Todo aquel dinero esperándolo…
Durante la última hora, el ejemplar del día del Daily Sun de Lewiston había permanecido a la izquierda del tablero de Boleto Ganador, doblado por la página de las carreras. A la derecha tenía una hoja de papel que había arrancado de la agenda. En la hoja, con la letra grande y apresurada de Keeton, aparecía escrita la siguiente lista:
1.ª Carrera: BAZOOKA JOAN
2.ª Carrera: FILLY DELFIA
3.ª Carrera: TAMMY’S WONDER
4.ª Carrera: I’M AMAZED
5.ª Carrera: BY GEORGE
6.ª Carrera: PUCKY BOY
7.ª Carrera: CASCO THUNDER
8.ª Carrera: DELIGHTFUL SON
9.ª Carrera: TIKO-TIKO
Solo eran las cinco de la tarde, pero Danforth Keeton ya estaba corriendo la última carrera de la noche. Los caballos traqueteaban y oscilaban a lo largo de las ranuras. Uno de ellos tomó seis largos de delantera y cruzó la línea de llegada con gran ventaja sobre los demás.

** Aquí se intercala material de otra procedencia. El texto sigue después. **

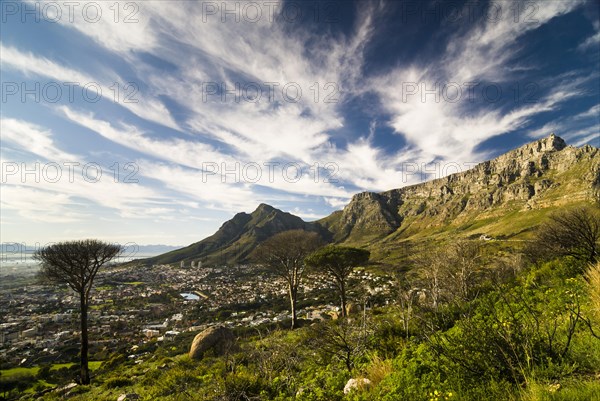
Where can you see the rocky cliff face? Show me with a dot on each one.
(537, 175)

Keeton cogió el periódico y repasó de nuevo el programa de carreras de la sesión. Su rostro despedía tal luminosidad que parecía un santo de los altares.
—¡Malabar! —musitó, y agitó los puños en el aire. El lápiz que tenía asido salió volando y cayó como una aguja de coser fugitiva—. ¡Es Malabar! ¡Treinta a uno! ¡Treinta a uno, por fin! ¡Malabar, Dios santo!
Garabateó el nombre en el papel con entrecortados jadeos. Cinco minutos después, el juego del Boleto Ganador estaba a buen recaudo en el armario del despacho y Danforth Keeton salía camino de Lewiston en su Cadillac.